Mr. Chemerinsky said the Supreme Court had already compromised on the fundamental tension at play, between a minor’s constitutional right to privacy and the parents’ constitutional right to decide how to raise their child. But, he said, asking to be treated as a different gender does not directly imply physical safety, while sharing this information without the child’s consent could put the child in danger.
“There is no question that this is a conservative court,” Mr. Chemerinsky said. “On the other hand, I think legally speaking, a child’s right to privacy seems to be much more compelling than a parent’s right to know.”
Some conservative school boards face local resistance. In Orange County, voters are likely to qualify a recall election of two Orange Unified School District administrators after their board removed the superintendent without warning, banned the pride flag and adopted a parental notification requirement, among other actions.

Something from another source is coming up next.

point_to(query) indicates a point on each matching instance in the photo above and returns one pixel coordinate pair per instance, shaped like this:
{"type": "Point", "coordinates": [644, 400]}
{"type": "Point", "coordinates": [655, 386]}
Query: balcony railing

At Capistrano Unified School District, which has more than 49,000 students and is the largest district in Orange County, administrators this month considered a broader parental notification policy.
Hundreds of people showed up, and the crowd divided sharply: parents, community members and roving right-wing activists dressed in white, holding signs on a balmy evening reading: “Parents are not the enemies.” In purple, district students, alumni, parents and educators waved Pride flags. One student wore a T-shirt that said, “Jesus wore a dress.”
Dozens of students, many of them transgender, lined up to speak.
“I’m a senior in high school; I should be worried about keeping up my grades and submitting my college applications on time, but I’m not,” said Nox Lane, 17, a high school student in the district, who described her gender identity as non-binary. “In fact, it all seems like a small thing when I see my community and my identity under attack. »
Mr. Essayli also appeared at the meeting nearly 50 miles from his district, where he argued that parents should know and control everything about how their children are educated. “I think it’s totally disrespectful that you took a whole hour to listen to the kids,” he added.
At the end of the evening, the board voted 5-2 to reject the policy.
Sergio Olmos contributed reporting from Chino, California.